Patricia E. Kefalas Dudek
- Question: A person anticipates being awarded SSDI. This person also owes considerable back taxes to the IRS. Can the IRS take any of the back pay they will receive, and can they garnish from future payments?
- Answer: Yes. The anti-attachment provisions of the Social Security Act at SSA §207 (42 USC §407] are superseded by direct reference in IRC §6334(c). Under the continuous levy program (P.L. 105-34, §1024), the IRS can have the Soc. Sec. Admn. Withhold up to 155 of each benefit check for payment of back taxes until the debt is paid. However, the IRS can also go after larger amounts through other means. It doesn't have to use the continuous levy program. However, an IRS notice provides for exemptions by the IRS in hardship situations.

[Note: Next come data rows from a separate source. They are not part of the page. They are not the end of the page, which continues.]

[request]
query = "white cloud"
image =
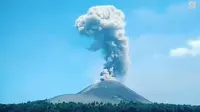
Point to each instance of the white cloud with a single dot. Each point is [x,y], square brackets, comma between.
[192,49]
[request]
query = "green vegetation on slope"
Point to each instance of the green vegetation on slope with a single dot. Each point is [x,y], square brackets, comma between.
[44,106]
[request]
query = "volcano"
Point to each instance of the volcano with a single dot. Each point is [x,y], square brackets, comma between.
[104,91]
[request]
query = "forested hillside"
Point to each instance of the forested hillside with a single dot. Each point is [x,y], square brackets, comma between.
[44,106]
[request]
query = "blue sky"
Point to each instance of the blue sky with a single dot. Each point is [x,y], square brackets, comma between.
[42,55]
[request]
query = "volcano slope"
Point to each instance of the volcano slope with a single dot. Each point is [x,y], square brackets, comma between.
[105,91]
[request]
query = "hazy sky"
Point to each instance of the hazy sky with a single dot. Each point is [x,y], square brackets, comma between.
[42,55]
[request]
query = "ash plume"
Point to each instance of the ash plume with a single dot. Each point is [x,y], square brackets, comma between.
[106,26]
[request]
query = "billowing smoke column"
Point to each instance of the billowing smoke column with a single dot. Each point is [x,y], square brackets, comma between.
[106,25]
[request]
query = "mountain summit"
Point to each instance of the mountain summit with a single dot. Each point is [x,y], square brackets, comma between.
[104,91]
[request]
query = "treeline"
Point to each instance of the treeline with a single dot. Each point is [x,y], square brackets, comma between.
[44,106]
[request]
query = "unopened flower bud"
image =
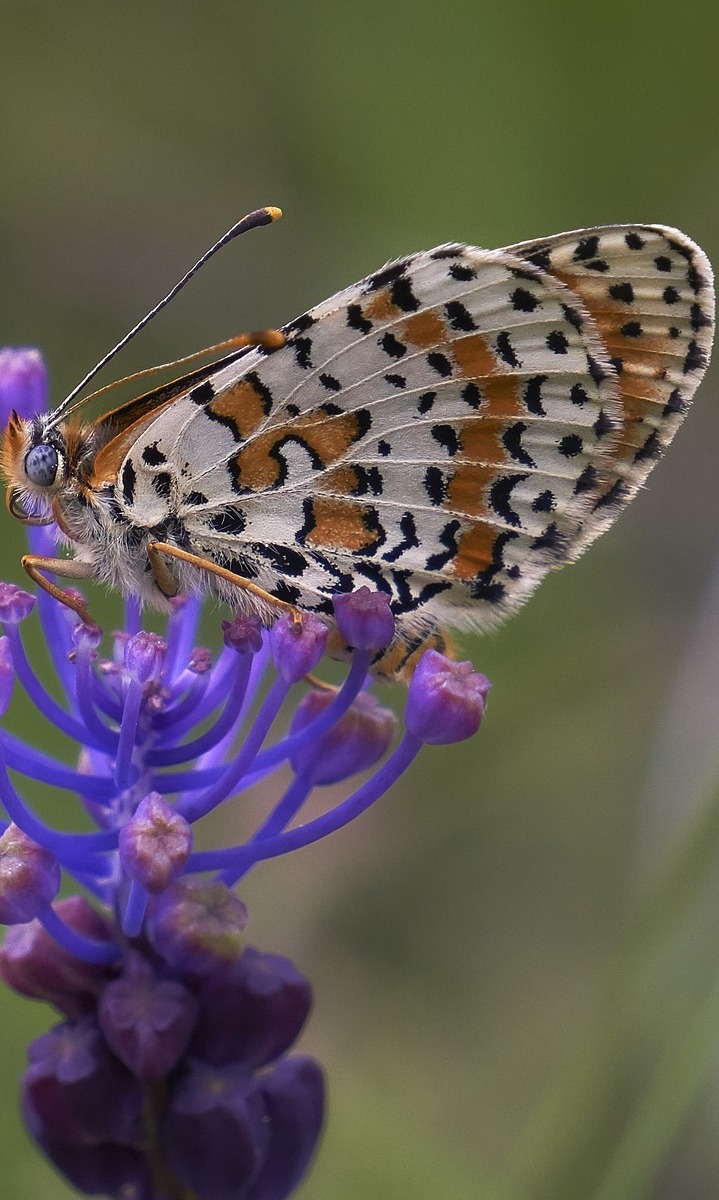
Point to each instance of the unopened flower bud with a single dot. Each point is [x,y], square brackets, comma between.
[23,383]
[78,1089]
[87,636]
[359,738]
[144,657]
[294,1099]
[197,927]
[298,643]
[215,1133]
[201,660]
[243,634]
[155,844]
[105,1169]
[29,877]
[365,618]
[252,1011]
[445,700]
[15,604]
[35,965]
[147,1019]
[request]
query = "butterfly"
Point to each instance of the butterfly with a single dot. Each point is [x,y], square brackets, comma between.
[448,430]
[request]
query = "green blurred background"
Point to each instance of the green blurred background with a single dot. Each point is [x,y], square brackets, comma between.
[493,1021]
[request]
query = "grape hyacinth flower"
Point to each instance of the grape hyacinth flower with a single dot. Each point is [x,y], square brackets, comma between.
[169,1075]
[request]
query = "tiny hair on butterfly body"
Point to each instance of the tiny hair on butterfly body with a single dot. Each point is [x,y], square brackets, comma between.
[447,430]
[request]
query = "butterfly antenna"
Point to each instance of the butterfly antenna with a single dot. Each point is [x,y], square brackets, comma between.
[252,221]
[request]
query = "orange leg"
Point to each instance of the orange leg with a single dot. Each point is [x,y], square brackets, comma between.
[70,569]
[167,585]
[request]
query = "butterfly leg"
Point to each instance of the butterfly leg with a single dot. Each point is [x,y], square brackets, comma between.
[70,569]
[166,582]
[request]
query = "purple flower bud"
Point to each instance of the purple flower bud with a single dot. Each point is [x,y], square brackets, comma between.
[147,1020]
[201,660]
[144,655]
[29,877]
[365,618]
[87,636]
[34,964]
[23,383]
[298,645]
[15,604]
[445,701]
[78,1089]
[359,738]
[197,927]
[243,634]
[155,844]
[215,1133]
[99,1169]
[294,1098]
[6,676]
[251,1012]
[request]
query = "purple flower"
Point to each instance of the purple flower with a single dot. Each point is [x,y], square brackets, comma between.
[173,1051]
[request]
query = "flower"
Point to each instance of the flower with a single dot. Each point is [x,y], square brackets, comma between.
[172,1069]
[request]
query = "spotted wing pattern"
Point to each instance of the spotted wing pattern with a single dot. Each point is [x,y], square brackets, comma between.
[448,429]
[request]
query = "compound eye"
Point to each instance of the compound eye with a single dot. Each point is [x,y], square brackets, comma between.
[41,465]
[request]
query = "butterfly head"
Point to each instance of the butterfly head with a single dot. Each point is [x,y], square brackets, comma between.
[35,463]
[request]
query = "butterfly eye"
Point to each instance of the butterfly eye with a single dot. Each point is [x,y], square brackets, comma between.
[41,465]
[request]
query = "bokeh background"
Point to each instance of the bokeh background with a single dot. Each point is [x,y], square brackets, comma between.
[501,1009]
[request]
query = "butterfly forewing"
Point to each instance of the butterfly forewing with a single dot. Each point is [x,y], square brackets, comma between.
[448,429]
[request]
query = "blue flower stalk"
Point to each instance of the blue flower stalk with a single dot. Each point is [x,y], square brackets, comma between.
[171,1074]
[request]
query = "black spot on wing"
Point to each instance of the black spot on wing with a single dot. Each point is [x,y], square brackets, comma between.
[129,481]
[153,456]
[202,394]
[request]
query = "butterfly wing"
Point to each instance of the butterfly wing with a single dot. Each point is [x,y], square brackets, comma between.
[649,292]
[449,429]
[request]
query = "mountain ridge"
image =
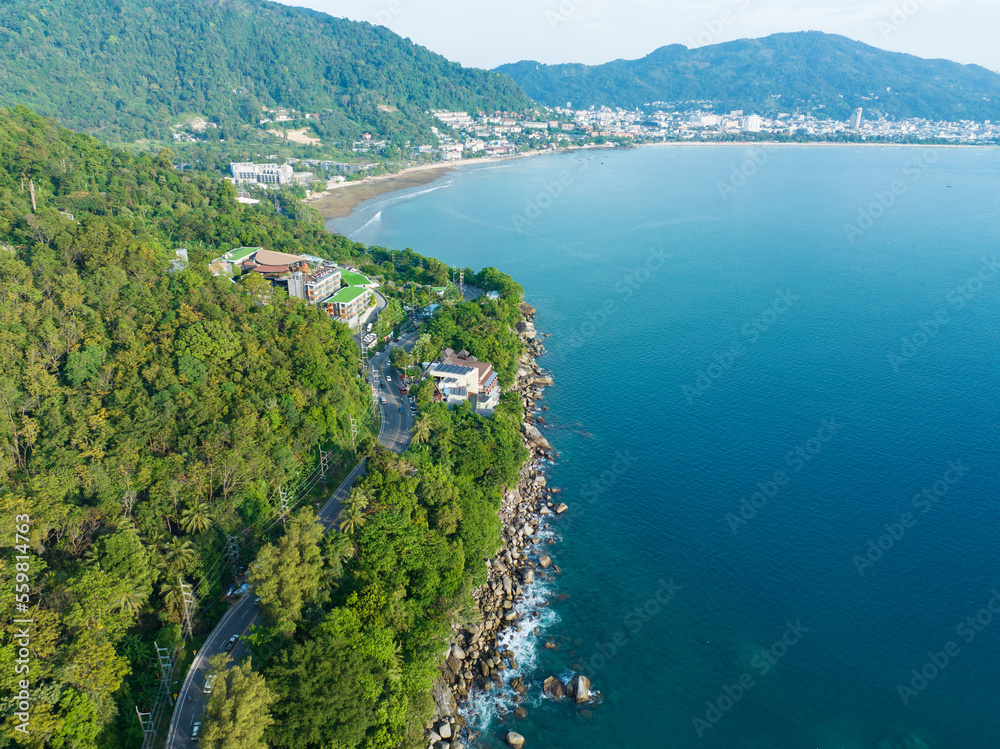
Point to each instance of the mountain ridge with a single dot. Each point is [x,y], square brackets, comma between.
[125,69]
[778,72]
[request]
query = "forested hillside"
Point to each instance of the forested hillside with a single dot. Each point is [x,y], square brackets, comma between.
[125,69]
[781,72]
[149,410]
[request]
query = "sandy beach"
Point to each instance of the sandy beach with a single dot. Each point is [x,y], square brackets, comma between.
[340,200]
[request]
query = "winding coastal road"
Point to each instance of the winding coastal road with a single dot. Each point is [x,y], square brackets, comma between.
[394,434]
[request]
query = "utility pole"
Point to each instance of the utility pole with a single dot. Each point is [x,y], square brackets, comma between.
[146,724]
[166,664]
[189,604]
[283,499]
[233,552]
[324,461]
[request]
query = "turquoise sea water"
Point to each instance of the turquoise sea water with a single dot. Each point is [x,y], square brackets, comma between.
[714,336]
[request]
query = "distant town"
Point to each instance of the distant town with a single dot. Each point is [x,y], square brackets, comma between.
[464,135]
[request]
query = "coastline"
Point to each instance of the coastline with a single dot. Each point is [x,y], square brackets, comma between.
[340,200]
[481,671]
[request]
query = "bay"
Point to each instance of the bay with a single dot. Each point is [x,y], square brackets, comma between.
[820,325]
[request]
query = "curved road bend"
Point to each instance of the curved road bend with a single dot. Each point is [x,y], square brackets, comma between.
[395,435]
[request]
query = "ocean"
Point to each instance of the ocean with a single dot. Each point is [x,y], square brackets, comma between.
[778,417]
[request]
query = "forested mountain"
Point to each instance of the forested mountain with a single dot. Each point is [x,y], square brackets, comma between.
[128,68]
[781,72]
[149,411]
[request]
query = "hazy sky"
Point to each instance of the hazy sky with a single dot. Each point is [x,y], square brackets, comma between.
[487,33]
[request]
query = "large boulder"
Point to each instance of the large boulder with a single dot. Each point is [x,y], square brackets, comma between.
[515,740]
[554,688]
[535,437]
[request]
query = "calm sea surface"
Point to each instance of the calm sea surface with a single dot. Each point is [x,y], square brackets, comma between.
[778,409]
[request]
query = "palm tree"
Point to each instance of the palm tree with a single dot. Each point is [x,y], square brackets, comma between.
[360,497]
[421,430]
[338,550]
[196,517]
[180,553]
[91,557]
[423,426]
[155,543]
[352,517]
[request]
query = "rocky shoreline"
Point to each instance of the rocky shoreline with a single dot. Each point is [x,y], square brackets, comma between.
[476,659]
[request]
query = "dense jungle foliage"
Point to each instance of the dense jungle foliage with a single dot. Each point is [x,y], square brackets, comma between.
[148,410]
[126,69]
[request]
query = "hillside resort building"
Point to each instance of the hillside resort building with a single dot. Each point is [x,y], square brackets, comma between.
[312,279]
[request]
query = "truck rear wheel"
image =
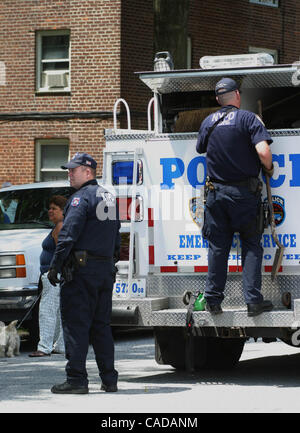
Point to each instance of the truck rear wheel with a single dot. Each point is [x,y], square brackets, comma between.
[223,353]
[209,352]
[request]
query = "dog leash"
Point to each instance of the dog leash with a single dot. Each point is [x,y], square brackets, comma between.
[29,311]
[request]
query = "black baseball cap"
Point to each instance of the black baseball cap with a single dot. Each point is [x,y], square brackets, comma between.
[80,159]
[225,85]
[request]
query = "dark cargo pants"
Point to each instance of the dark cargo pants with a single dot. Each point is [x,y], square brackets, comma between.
[86,304]
[231,209]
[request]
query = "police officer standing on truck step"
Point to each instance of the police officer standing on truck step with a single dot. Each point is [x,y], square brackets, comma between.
[237,146]
[88,241]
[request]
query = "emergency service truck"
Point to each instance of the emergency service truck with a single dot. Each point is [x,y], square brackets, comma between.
[158,178]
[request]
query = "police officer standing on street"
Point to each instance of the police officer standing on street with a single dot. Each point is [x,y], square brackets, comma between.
[87,244]
[237,146]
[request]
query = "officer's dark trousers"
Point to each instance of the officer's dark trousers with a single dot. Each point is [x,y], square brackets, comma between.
[231,209]
[86,304]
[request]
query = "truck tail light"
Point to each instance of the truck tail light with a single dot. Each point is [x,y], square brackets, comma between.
[20,259]
[124,250]
[12,266]
[124,204]
[20,272]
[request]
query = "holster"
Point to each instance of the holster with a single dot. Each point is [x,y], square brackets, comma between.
[255,185]
[81,257]
[263,217]
[68,268]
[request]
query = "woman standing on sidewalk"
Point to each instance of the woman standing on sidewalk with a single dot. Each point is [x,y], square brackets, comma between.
[51,335]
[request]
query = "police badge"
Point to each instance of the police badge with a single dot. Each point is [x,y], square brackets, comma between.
[196,208]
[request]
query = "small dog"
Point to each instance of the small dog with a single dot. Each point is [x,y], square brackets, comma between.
[9,340]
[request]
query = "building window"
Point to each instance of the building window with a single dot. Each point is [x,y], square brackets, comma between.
[273,3]
[53,61]
[273,53]
[50,155]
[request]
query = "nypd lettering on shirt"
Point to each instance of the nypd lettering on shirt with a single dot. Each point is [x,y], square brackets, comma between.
[229,119]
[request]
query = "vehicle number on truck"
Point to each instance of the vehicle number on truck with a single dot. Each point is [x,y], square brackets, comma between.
[137,289]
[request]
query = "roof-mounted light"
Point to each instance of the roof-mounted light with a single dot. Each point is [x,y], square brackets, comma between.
[236,61]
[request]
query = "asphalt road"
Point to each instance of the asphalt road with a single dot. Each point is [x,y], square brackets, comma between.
[267,379]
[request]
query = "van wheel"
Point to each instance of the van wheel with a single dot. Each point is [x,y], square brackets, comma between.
[223,353]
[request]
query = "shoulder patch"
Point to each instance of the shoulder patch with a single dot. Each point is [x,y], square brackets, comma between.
[75,201]
[259,118]
[108,198]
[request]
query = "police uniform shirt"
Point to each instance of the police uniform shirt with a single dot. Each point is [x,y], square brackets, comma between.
[91,223]
[231,153]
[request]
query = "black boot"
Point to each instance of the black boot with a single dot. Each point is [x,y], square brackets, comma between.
[256,309]
[68,388]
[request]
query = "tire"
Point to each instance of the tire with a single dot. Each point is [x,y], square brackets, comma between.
[208,352]
[223,353]
[170,348]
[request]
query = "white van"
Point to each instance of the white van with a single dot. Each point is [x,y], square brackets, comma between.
[24,224]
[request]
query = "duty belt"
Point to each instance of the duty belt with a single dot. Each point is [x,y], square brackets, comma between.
[100,258]
[252,183]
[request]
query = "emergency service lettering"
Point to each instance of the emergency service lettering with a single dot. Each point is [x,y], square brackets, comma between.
[197,241]
[174,168]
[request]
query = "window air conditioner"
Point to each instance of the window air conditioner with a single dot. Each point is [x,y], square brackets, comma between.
[55,79]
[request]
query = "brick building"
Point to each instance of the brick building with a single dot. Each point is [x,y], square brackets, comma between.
[63,63]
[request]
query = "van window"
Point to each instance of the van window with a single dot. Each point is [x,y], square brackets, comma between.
[28,208]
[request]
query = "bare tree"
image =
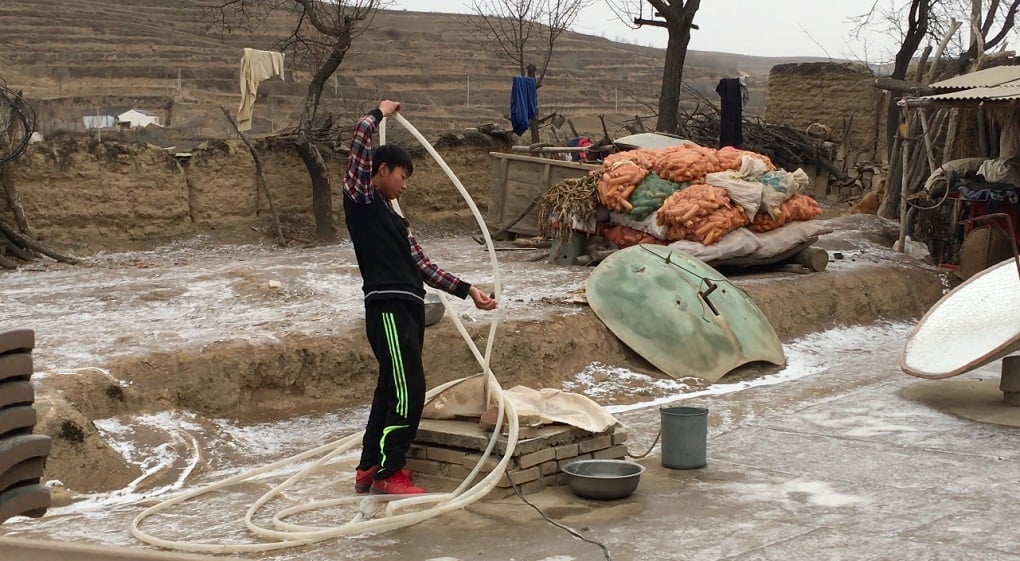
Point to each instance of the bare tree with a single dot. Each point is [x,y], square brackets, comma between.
[524,33]
[322,34]
[990,22]
[917,18]
[677,17]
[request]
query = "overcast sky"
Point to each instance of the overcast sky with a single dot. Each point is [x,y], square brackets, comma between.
[764,28]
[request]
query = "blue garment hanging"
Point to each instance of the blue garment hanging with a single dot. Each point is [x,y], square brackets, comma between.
[523,102]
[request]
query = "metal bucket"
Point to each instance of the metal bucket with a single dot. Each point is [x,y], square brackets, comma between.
[684,437]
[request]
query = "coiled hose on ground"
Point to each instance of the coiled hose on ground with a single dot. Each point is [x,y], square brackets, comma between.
[401,511]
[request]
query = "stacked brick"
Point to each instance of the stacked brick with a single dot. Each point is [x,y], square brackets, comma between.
[22,455]
[449,450]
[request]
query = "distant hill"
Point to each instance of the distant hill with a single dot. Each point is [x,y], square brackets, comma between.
[73,57]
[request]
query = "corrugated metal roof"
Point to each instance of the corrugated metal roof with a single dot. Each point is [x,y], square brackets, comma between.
[1000,75]
[999,93]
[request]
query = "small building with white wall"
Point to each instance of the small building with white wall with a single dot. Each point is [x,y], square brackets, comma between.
[134,118]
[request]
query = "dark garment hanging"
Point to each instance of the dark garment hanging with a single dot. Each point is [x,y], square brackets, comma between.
[523,102]
[730,125]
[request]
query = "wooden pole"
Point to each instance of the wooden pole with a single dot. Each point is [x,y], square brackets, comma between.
[259,175]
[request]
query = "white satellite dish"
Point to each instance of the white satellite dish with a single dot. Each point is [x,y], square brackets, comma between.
[975,323]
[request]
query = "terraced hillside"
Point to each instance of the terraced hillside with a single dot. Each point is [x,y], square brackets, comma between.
[75,57]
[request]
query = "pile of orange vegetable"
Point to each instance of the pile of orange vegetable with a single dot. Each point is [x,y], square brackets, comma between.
[700,212]
[798,207]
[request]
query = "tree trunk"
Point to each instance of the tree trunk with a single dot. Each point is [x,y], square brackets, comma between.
[672,75]
[321,191]
[317,171]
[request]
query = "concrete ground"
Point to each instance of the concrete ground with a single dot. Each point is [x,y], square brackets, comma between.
[829,458]
[836,464]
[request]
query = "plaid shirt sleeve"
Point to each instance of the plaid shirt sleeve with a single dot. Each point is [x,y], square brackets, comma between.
[357,183]
[431,273]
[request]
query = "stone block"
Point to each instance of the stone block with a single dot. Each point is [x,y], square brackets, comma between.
[16,393]
[424,467]
[549,467]
[471,458]
[519,477]
[32,500]
[612,453]
[447,455]
[15,366]
[566,451]
[536,458]
[598,443]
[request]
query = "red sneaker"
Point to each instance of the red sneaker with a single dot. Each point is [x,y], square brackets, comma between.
[398,483]
[363,478]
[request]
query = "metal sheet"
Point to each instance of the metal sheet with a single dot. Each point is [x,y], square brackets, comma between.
[999,93]
[975,323]
[651,297]
[650,140]
[982,79]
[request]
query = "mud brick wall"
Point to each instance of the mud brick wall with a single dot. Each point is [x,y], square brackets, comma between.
[22,455]
[537,461]
[838,95]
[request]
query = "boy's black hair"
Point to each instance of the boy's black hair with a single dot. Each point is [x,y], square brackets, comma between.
[393,156]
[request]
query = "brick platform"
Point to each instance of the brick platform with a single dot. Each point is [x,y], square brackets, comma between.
[22,455]
[448,450]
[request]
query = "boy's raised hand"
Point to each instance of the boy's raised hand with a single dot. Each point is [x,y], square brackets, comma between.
[389,107]
[481,300]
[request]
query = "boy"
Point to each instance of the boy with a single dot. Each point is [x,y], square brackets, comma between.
[393,267]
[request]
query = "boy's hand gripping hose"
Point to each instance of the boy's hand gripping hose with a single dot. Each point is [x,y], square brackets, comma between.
[288,534]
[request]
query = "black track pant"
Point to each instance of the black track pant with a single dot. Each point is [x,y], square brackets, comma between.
[396,330]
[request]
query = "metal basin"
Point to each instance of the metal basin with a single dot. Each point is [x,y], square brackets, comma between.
[434,309]
[603,479]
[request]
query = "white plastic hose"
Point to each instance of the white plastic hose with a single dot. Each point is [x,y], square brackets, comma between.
[289,534]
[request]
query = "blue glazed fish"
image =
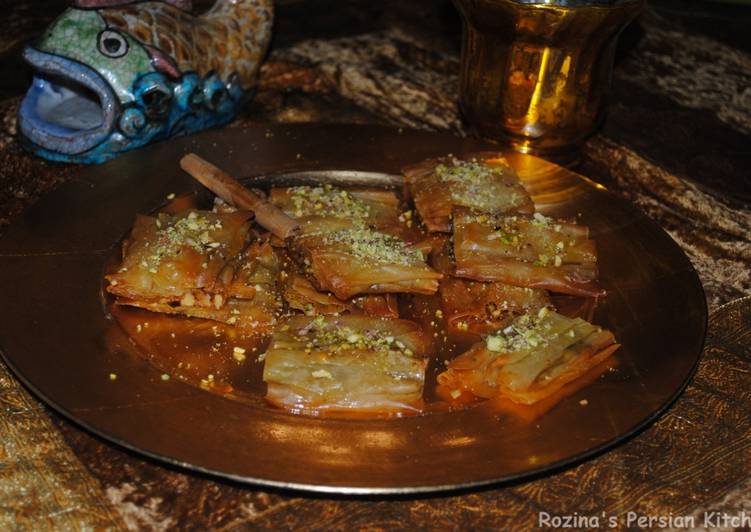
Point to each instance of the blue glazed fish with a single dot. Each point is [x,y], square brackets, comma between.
[114,75]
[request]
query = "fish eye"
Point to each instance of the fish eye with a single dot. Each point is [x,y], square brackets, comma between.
[112,44]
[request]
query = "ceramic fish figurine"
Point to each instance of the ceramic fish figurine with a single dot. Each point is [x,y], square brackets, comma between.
[114,75]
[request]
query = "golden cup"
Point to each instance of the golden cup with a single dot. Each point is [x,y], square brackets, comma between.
[535,74]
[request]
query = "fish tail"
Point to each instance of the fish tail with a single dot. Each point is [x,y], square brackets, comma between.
[233,37]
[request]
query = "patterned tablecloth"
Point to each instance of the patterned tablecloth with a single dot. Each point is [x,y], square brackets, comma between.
[677,143]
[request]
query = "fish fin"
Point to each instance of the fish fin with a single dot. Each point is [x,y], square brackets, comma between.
[185,5]
[162,62]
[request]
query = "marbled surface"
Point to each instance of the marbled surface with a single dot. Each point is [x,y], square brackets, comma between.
[676,143]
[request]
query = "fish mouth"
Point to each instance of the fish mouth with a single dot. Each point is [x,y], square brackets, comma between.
[69,107]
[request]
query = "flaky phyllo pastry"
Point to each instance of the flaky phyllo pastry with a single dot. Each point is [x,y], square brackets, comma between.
[481,181]
[348,260]
[349,363]
[361,206]
[328,272]
[197,264]
[533,251]
[530,359]
[481,306]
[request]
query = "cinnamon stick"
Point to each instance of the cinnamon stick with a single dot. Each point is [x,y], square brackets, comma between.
[233,192]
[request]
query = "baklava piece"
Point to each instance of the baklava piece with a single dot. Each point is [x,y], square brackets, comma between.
[478,306]
[194,264]
[349,261]
[530,359]
[369,207]
[346,363]
[482,181]
[533,251]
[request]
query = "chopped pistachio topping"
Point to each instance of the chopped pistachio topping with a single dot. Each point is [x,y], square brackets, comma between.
[528,331]
[327,200]
[473,183]
[321,335]
[367,244]
[192,231]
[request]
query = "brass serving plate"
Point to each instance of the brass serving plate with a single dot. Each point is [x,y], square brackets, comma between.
[58,337]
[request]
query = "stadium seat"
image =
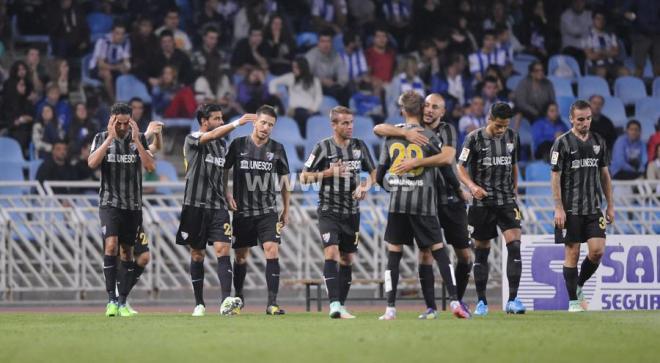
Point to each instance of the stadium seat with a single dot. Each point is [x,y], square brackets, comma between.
[613,108]
[128,87]
[562,86]
[10,150]
[629,89]
[559,62]
[327,104]
[592,85]
[513,81]
[564,103]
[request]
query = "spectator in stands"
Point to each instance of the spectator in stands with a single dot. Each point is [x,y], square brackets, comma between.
[545,130]
[81,129]
[398,14]
[600,123]
[253,91]
[46,131]
[57,166]
[629,153]
[249,53]
[326,64]
[171,98]
[645,37]
[534,93]
[602,50]
[486,56]
[170,56]
[380,58]
[111,57]
[575,25]
[354,60]
[473,119]
[454,84]
[304,90]
[36,70]
[17,111]
[329,14]
[208,55]
[654,141]
[144,48]
[215,86]
[62,108]
[61,77]
[280,47]
[69,32]
[171,24]
[404,81]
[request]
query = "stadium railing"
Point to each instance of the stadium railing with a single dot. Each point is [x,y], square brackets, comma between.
[51,241]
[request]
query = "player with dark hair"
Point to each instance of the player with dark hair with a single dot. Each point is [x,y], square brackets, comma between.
[488,166]
[413,212]
[452,213]
[260,167]
[121,152]
[204,216]
[336,162]
[580,176]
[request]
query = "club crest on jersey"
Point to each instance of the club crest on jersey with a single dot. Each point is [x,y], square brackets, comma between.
[509,147]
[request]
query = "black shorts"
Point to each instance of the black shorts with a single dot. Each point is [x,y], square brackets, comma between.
[142,243]
[202,226]
[123,223]
[250,230]
[485,220]
[402,228]
[580,229]
[453,220]
[342,230]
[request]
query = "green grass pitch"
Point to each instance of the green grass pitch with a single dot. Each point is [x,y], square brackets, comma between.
[314,338]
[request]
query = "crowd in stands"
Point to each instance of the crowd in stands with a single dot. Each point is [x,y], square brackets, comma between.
[539,55]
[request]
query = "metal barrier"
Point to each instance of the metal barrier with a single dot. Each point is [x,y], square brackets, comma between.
[51,240]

- From Social Security Online:
- Question: I have a client with an 18 year old child who is receiving SSI. The child does not spend the total amount that he receives each month. If the SSI money which the child does not spend is used to fund a d4a trust, will the d4a trust corpus (of SSI money) be considered exempt for SSI purposes.
- Answer: Answer is sort of… The SSI after the first 30 days becomes a resource. Once it appears they are getting close to the $2,000 resource limit, they can transfer the resources to a D4c or D4A trust — and once in the trust it is unavailable, and there is no transfer penalty. My question is "How are they not using it all?" Are they living with parents, and that is why they are not using it all? If so, the answer is much more detailed. Have the parent's charge for services they are not required to provide for free; and then the money is mom and dad's and they can use it to purchase a second to die policy to fund a 3rd party SNT; or save for the purchase of a home for their child, etc. Hope this helps! Patti
Question: I have an estate that will distribute $25,000 to an SSI recipient. What are his options of dealing with the inheritance and keep SSI? I think the inheritance would be treated as income, but with the ability to transfer before the end of the month in which the inheritance was received. Is this correct?
Answer: That is correct! Purchases are anything for FAIR MARKET VALUE:
1. If the person owes money, you can pay off debt
2. Dental, glasses, etc.
4. Car insurances
5. Prepaid burial and funeral arrangements
6. A phone and service
Above are the most common, but doesn’t include: clothing, shoes, coat, boots, travel (can be paid the first month even if the trip isn’t for months). If they aren’t sure they can spend it that quickly, anything not spent in the month can go into a pooled trust or a D4A trust. Hope this helps.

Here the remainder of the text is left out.